А ничего. Время покажет, что делать.
Склонив набок голову, подперев щеку ладонью, Лера, вздыхая, думает о Монгульби.
…Монгульби… Монгульби… Василий Адамович.
Она впервые увидела Монгульби в конторе колхоза двенадцать дней назад.
Сидел за своим столом нестарый красивый человек в кепке. Она вошла и стала объяснять, зачем приехала. Он слушал и молчал. Непонятно было, как он относится к обследованию колхозной библиотеки – хорошо или плохо? – и что он об этом думает. Может, рад: «Вот и о нас вспомнили!» А может, бранится про себя: «Провались ты пропадом вместе со своей библиотекой!»

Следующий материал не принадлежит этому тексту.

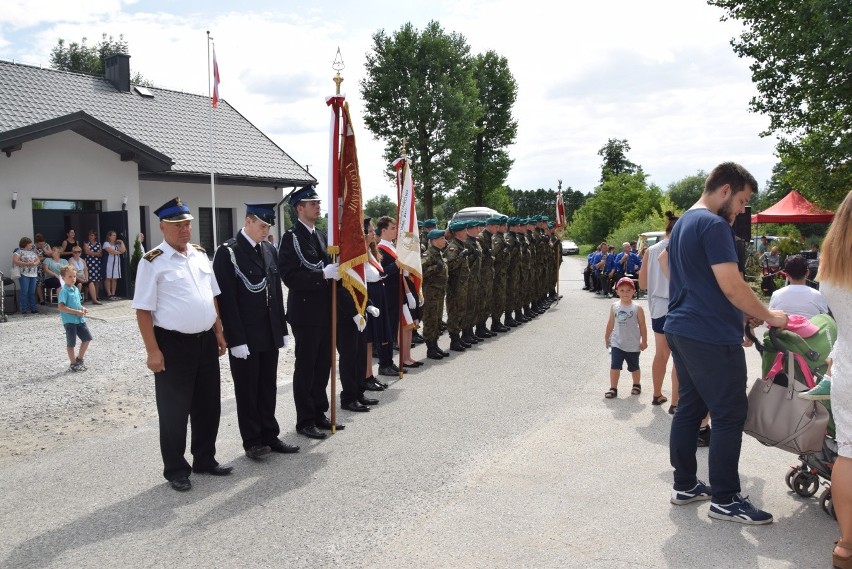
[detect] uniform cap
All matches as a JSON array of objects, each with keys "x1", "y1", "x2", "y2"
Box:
[
  {"x1": 246, "y1": 203, "x2": 275, "y2": 225},
  {"x1": 154, "y1": 198, "x2": 195, "y2": 223},
  {"x1": 290, "y1": 186, "x2": 321, "y2": 207}
]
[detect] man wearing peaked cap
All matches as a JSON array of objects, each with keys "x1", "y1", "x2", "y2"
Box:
[
  {"x1": 213, "y1": 203, "x2": 299, "y2": 459},
  {"x1": 132, "y1": 198, "x2": 231, "y2": 492},
  {"x1": 278, "y1": 186, "x2": 343, "y2": 439}
]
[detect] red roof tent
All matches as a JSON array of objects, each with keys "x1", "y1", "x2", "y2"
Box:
[{"x1": 751, "y1": 190, "x2": 834, "y2": 223}]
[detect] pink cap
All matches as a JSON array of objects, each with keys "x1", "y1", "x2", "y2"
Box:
[{"x1": 787, "y1": 314, "x2": 819, "y2": 338}]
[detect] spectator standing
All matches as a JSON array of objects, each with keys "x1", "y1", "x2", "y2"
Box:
[
  {"x1": 664, "y1": 162, "x2": 787, "y2": 524},
  {"x1": 769, "y1": 255, "x2": 830, "y2": 318},
  {"x1": 103, "y1": 230, "x2": 127, "y2": 300},
  {"x1": 83, "y1": 229, "x2": 104, "y2": 304},
  {"x1": 12, "y1": 236, "x2": 39, "y2": 314}
]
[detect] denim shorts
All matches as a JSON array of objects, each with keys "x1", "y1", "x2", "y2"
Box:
[
  {"x1": 65, "y1": 322, "x2": 92, "y2": 348},
  {"x1": 609, "y1": 346, "x2": 639, "y2": 371}
]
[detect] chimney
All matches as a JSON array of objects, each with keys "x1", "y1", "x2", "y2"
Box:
[{"x1": 104, "y1": 53, "x2": 130, "y2": 93}]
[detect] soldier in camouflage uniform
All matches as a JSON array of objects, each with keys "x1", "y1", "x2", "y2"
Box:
[
  {"x1": 444, "y1": 221, "x2": 471, "y2": 352},
  {"x1": 461, "y1": 220, "x2": 485, "y2": 345},
  {"x1": 420, "y1": 229, "x2": 450, "y2": 360},
  {"x1": 485, "y1": 215, "x2": 510, "y2": 332}
]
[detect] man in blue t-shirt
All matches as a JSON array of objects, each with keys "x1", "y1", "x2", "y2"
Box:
[{"x1": 664, "y1": 162, "x2": 787, "y2": 524}]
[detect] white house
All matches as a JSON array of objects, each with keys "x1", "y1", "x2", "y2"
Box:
[{"x1": 0, "y1": 54, "x2": 316, "y2": 298}]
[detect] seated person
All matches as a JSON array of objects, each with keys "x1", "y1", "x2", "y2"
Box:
[{"x1": 769, "y1": 255, "x2": 831, "y2": 318}]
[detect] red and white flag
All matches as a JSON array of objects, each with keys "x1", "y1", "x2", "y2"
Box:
[
  {"x1": 553, "y1": 190, "x2": 565, "y2": 227},
  {"x1": 213, "y1": 44, "x2": 219, "y2": 109}
]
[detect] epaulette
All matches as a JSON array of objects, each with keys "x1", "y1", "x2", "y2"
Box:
[{"x1": 142, "y1": 245, "x2": 163, "y2": 262}]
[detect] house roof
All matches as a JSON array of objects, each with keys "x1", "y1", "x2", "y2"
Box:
[{"x1": 0, "y1": 60, "x2": 316, "y2": 187}]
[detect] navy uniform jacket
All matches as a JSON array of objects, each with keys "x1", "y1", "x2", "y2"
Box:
[
  {"x1": 278, "y1": 221, "x2": 331, "y2": 327},
  {"x1": 213, "y1": 232, "x2": 287, "y2": 352}
]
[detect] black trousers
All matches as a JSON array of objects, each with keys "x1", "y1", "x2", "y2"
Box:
[
  {"x1": 229, "y1": 350, "x2": 281, "y2": 450},
  {"x1": 154, "y1": 327, "x2": 222, "y2": 480},
  {"x1": 337, "y1": 318, "x2": 367, "y2": 405},
  {"x1": 290, "y1": 325, "x2": 332, "y2": 429}
]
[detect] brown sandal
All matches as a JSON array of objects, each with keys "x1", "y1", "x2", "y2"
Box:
[{"x1": 831, "y1": 541, "x2": 852, "y2": 569}]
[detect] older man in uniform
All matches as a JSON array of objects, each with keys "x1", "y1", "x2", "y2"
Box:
[
  {"x1": 213, "y1": 203, "x2": 299, "y2": 459},
  {"x1": 420, "y1": 228, "x2": 450, "y2": 360},
  {"x1": 278, "y1": 186, "x2": 343, "y2": 439},
  {"x1": 132, "y1": 198, "x2": 231, "y2": 492}
]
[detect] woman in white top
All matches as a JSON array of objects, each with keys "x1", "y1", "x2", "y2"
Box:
[
  {"x1": 103, "y1": 231, "x2": 127, "y2": 300},
  {"x1": 639, "y1": 211, "x2": 678, "y2": 413}
]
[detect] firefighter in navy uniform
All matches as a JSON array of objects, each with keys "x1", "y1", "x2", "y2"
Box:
[{"x1": 213, "y1": 204, "x2": 299, "y2": 459}]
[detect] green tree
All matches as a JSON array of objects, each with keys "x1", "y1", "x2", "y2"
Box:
[
  {"x1": 708, "y1": 0, "x2": 852, "y2": 207},
  {"x1": 364, "y1": 194, "x2": 398, "y2": 224},
  {"x1": 666, "y1": 170, "x2": 707, "y2": 210},
  {"x1": 460, "y1": 51, "x2": 518, "y2": 205},
  {"x1": 50, "y1": 34, "x2": 154, "y2": 87},
  {"x1": 598, "y1": 138, "x2": 641, "y2": 182},
  {"x1": 360, "y1": 21, "x2": 482, "y2": 217}
]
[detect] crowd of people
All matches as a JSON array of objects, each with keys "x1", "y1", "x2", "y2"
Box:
[
  {"x1": 132, "y1": 193, "x2": 561, "y2": 491},
  {"x1": 12, "y1": 229, "x2": 128, "y2": 315}
]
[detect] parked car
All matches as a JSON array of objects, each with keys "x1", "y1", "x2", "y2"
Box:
[{"x1": 562, "y1": 239, "x2": 580, "y2": 257}]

И вдруг скрипнула дверь, и в контору, как завсегдатай, вбежал младший сын Монгульби – Светозар (в штанах с лямками). Он вскарабкался на отцовское кресло и, сцепив руки, обнял сзади шею Монгульби, крепко надавливая руками на горло, на движущийся кадык (Так делают только дети – они еще не научились помнить, что дышат на свете не они одни.) Светозар от любви и от нечего делать все сильнее надавливал на отцовский кадык, потом лениво прижался щекой к отцовскому затылку, затянул: «Па-а-ап, а па-ап!..» – и, наморщив лоб, стал тереться носом об этот стриженый гладкий затылок.

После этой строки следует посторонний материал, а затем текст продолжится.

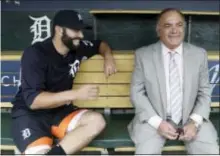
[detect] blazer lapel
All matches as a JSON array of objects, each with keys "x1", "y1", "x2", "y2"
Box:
[
  {"x1": 183, "y1": 43, "x2": 193, "y2": 123},
  {"x1": 153, "y1": 42, "x2": 167, "y2": 118}
]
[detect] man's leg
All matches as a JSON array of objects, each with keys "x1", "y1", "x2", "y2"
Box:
[
  {"x1": 185, "y1": 122, "x2": 219, "y2": 155},
  {"x1": 12, "y1": 115, "x2": 53, "y2": 155},
  {"x1": 52, "y1": 106, "x2": 105, "y2": 154},
  {"x1": 186, "y1": 141, "x2": 219, "y2": 155},
  {"x1": 135, "y1": 134, "x2": 166, "y2": 155}
]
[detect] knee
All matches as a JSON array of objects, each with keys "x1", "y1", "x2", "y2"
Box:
[{"x1": 90, "y1": 112, "x2": 106, "y2": 131}]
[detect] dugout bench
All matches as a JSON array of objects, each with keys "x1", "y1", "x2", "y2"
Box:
[{"x1": 1, "y1": 51, "x2": 220, "y2": 154}]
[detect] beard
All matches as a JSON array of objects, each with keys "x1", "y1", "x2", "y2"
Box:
[{"x1": 61, "y1": 31, "x2": 82, "y2": 50}]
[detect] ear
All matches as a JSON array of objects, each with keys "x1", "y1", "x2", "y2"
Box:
[
  {"x1": 55, "y1": 25, "x2": 63, "y2": 36},
  {"x1": 156, "y1": 24, "x2": 160, "y2": 37}
]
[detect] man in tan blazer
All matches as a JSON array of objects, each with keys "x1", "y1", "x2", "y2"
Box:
[{"x1": 128, "y1": 8, "x2": 219, "y2": 154}]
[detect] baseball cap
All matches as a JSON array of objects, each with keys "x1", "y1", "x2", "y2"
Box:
[{"x1": 53, "y1": 10, "x2": 92, "y2": 30}]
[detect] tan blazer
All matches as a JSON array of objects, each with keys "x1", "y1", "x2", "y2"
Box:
[{"x1": 128, "y1": 42, "x2": 217, "y2": 143}]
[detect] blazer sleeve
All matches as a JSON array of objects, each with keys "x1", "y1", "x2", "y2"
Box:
[
  {"x1": 130, "y1": 50, "x2": 157, "y2": 122},
  {"x1": 192, "y1": 50, "x2": 211, "y2": 120}
]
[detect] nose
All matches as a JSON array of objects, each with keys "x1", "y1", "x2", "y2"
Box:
[
  {"x1": 172, "y1": 27, "x2": 177, "y2": 34},
  {"x1": 78, "y1": 30, "x2": 84, "y2": 39}
]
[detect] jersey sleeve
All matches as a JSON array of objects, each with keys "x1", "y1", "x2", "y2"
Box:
[
  {"x1": 78, "y1": 40, "x2": 101, "y2": 59},
  {"x1": 21, "y1": 47, "x2": 46, "y2": 107}
]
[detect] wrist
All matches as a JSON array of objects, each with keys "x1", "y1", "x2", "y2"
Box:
[
  {"x1": 189, "y1": 119, "x2": 201, "y2": 130},
  {"x1": 104, "y1": 51, "x2": 113, "y2": 60},
  {"x1": 67, "y1": 90, "x2": 78, "y2": 101}
]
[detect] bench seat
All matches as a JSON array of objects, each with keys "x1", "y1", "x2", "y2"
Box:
[{"x1": 1, "y1": 112, "x2": 220, "y2": 154}]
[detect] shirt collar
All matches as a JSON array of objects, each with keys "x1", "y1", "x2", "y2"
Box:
[{"x1": 161, "y1": 42, "x2": 183, "y2": 55}]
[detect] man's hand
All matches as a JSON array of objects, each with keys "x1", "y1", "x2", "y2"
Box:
[
  {"x1": 73, "y1": 85, "x2": 99, "y2": 100},
  {"x1": 104, "y1": 55, "x2": 117, "y2": 77},
  {"x1": 158, "y1": 121, "x2": 178, "y2": 140},
  {"x1": 179, "y1": 121, "x2": 197, "y2": 141}
]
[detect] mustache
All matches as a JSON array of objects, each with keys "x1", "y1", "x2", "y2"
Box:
[{"x1": 71, "y1": 37, "x2": 82, "y2": 41}]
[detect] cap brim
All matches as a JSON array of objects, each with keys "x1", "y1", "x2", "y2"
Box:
[{"x1": 72, "y1": 23, "x2": 93, "y2": 30}]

Монгульби вел себя так, словно Светозара тут и не было. Молча, не дрогнув бровью, сносил удушье. Он был занят делом. Его странно неподвижное лицо по-прежнему ничего не выражало, ответы были короткие – каждое слово на вес золота…
Библиотекаршей в колхозе «Седьмое ноября» была Капитолина Монгульби.
После Лериного отъезда из колхоза в Тора-хем Монгульби Василий Адамович, председатель колхоза, заказал для Монгульби Капитолины, библиотекаря, четыре книжных шкафа, оторвал для этого плотника, снял его со строительства. Библиотека – дело передовое! Недооценивать нельзя!
Тогда Лера прожила в колхозе всего два дня. Ночевала в клубе, обедала у Монгульби. Он был гостеприимен, щедр на угощение и скуп на слово. Даже дома. Сидел за столом молчаливый, в неизменной своей кепке. Такой уж человек – без разговоров.
Жену он, как видно, любил страстно. Ничего для нее не жалел. Но и с ней разговаривал мало и редко. «Слова не вырвешь. Нет. Не вырвешь лишнего слова, – жаловалась она. – Не выдерешь когтями, не вымолишь слезами. Молчит – да и все…»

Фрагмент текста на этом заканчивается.